The Virtual IP Solution
Two DNS servers sharing the same Virtual IP address:
- Primary Core DNS (active)
- Secondary Core DNS (passive backup)
When secondary detects primary is down, it "takes over" the Virtual IP. Clients don't need to change configuration because the Virtual IP remains the same.
This uses VRRP (Virtual Router Redundancy Protocol):
vrrp_instance VI_1 {
state MASTER
interface eth0
virtual_router_id 51
priority 100
advert_int 1
authentication {
auth_type PASS
auth_pass 1234
}
virtual_ipaddress {
192.168.1.100
}
}
The secondary constantly monitors the primary.
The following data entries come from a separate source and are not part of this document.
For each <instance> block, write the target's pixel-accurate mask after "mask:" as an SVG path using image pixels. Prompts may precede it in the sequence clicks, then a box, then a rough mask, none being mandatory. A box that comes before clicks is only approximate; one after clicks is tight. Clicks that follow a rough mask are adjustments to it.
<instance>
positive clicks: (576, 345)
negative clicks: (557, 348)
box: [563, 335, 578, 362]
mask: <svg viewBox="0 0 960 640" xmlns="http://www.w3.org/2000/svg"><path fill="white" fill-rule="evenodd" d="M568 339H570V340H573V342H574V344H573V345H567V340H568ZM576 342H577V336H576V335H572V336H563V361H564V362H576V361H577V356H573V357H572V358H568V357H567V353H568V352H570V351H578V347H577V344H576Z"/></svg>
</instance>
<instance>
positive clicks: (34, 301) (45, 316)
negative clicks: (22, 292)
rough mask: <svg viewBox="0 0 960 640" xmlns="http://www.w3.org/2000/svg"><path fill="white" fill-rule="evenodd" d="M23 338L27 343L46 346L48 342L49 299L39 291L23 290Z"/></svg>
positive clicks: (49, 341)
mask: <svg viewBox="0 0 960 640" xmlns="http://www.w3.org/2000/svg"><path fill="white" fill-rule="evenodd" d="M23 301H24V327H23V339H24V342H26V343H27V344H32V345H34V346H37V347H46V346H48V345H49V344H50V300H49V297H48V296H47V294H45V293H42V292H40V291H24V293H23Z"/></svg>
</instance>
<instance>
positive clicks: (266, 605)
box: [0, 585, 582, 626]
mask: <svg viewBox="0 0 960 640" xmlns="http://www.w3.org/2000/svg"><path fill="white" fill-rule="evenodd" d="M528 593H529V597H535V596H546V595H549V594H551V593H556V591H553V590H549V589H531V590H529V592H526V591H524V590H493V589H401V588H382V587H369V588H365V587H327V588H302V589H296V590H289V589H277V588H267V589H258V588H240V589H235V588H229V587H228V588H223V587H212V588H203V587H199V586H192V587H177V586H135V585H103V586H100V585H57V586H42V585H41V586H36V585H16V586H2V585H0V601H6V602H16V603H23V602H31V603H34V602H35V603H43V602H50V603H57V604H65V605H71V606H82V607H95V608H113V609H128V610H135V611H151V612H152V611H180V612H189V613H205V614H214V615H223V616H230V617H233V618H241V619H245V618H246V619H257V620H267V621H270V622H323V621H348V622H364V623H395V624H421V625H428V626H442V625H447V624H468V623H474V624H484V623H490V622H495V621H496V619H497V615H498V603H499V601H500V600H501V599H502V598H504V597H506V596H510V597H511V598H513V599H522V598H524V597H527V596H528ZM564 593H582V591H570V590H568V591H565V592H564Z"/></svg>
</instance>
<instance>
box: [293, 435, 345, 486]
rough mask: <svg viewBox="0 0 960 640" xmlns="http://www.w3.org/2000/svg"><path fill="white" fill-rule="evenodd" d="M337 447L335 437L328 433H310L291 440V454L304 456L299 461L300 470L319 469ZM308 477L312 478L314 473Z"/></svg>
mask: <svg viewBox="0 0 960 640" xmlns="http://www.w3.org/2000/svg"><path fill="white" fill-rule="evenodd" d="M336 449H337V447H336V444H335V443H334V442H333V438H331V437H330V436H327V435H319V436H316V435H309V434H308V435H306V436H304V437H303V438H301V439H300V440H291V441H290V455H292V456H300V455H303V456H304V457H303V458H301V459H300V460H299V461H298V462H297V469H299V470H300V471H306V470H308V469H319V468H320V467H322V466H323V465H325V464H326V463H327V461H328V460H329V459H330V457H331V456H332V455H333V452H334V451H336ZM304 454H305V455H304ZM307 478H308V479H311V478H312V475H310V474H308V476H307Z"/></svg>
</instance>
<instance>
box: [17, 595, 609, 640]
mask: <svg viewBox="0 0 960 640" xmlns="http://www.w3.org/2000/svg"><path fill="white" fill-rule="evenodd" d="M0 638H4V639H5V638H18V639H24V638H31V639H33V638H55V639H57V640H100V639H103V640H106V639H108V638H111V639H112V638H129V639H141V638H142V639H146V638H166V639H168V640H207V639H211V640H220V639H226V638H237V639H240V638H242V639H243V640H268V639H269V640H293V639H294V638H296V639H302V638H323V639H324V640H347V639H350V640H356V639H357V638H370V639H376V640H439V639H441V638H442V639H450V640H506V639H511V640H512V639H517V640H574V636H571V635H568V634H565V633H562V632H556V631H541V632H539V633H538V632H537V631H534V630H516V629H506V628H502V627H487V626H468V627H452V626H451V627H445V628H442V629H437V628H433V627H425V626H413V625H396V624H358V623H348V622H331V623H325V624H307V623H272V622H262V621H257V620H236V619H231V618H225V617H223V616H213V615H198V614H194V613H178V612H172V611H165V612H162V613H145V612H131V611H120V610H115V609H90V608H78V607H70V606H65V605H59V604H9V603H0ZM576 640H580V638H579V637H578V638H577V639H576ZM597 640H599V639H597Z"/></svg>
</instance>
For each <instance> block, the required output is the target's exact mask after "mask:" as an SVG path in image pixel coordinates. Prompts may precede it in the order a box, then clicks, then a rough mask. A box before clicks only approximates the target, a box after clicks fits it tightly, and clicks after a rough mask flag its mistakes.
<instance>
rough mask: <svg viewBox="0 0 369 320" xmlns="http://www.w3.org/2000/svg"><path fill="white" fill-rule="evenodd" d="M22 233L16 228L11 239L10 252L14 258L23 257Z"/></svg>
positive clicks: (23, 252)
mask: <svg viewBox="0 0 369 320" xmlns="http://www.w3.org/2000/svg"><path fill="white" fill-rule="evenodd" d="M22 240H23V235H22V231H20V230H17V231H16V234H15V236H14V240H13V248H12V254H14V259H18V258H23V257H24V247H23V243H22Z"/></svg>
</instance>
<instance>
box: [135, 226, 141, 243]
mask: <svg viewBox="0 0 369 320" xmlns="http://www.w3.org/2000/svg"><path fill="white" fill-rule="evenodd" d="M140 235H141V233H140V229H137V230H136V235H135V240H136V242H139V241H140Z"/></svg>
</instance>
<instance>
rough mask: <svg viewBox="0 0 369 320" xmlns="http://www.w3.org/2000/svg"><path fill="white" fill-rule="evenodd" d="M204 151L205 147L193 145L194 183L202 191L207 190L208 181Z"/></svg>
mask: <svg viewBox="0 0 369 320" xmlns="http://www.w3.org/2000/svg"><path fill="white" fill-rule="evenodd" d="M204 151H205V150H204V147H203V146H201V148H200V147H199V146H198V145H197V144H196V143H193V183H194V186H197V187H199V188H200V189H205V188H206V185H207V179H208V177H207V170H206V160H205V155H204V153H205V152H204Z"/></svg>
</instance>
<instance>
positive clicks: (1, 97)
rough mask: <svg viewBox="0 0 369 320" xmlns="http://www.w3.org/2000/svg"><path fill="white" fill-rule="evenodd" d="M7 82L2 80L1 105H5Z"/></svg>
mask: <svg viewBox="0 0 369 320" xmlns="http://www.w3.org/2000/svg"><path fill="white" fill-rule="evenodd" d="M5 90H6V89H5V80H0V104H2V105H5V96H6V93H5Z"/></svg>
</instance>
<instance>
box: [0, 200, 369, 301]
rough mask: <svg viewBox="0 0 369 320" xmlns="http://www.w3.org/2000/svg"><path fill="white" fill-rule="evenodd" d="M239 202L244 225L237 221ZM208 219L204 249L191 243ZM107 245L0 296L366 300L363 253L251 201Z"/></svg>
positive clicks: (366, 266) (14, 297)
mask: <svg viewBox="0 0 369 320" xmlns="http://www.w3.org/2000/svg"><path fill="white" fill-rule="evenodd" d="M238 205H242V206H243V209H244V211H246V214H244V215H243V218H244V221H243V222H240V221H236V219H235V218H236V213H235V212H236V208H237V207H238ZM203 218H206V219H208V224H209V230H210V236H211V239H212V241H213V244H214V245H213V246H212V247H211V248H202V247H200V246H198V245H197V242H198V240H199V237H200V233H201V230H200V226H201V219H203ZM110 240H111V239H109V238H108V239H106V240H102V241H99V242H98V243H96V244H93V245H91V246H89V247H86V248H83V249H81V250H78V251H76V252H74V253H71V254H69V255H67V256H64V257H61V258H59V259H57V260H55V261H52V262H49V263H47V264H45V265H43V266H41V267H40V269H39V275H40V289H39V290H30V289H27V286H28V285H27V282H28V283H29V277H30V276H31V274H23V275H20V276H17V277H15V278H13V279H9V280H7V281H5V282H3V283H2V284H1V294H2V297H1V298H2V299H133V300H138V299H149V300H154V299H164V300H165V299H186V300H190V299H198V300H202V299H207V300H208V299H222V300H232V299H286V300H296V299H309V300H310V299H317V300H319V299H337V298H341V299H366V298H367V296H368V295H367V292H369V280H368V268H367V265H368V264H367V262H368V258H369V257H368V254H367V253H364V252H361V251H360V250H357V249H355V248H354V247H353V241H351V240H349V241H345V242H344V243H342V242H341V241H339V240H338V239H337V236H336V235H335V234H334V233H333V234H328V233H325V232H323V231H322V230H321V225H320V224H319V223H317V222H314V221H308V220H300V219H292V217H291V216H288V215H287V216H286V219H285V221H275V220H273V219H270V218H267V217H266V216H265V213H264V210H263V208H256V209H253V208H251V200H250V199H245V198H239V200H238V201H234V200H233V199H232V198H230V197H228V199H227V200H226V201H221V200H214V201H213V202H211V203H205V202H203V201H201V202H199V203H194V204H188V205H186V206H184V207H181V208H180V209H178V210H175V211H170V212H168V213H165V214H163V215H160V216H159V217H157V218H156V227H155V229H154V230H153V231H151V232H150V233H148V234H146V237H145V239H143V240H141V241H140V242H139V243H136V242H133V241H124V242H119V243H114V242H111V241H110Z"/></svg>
If primary fails, secondary starts advertising the virtual IP. This is configured at router/firewall level.
Three Types of Load Balancing
Here's your buffet - three flavors of load balancing:
1. DNS-Based Load Balancing
How it works: lb.payment.google.com → [IP1, IP2, IP3, ...]
Pros:
- Easy, simple, flexible
- Supports various strategies (round-robin, geo-routing, weighted)
- Great for initial distribution
Cons:
- Changes take time due to heavy caching across layers
- No real-time load awareness
- DNS just returns IPs, doesn't know actual server load
2. ECMP-Based Load Balancing
Equal Cost Multi-Path routing - allows router to have multiple next-hop routes for same destination.
Router configuration:
ip route add 10.0.0.100 \
nexthop via 192.168.1.101 dev eth0 \
nexthop via 192.168.1.102 dev eth0
On each LB server:
# Both LB1 and LB2 have same IP
ip addr add 10.0.0.100/32 dev lo
ip link set dev lo up
How it works:
- Multiple servers configured with same IP
- Router distributes traffic based on flow (using IPs, ports, protocol)
- Makes connections sticky to specific servers
3. Anycast with BGP
How it works: Multiple machines advertise the same IP address globally
Key features:
- Routes to geographically nearest instance
- Leverages internet's shortest path routing
- BGP propagates info about which network is reachable via which path
Requirements:
- BGP authentication (only authorized nodes can advertise IPs)
- Proper prefix configuration
Who uses this:
- CDNs for edge servers
- DNS providers (Google's 8.8.8.8)
- Any service needing geo-distribution
Final Architecture Summary
I ain't drawing whole shit again
Remember: High availability is about having a Plan B for your Plan B for your Plan B. Every component should be able to fail without taking down the system. That's the secret sauce.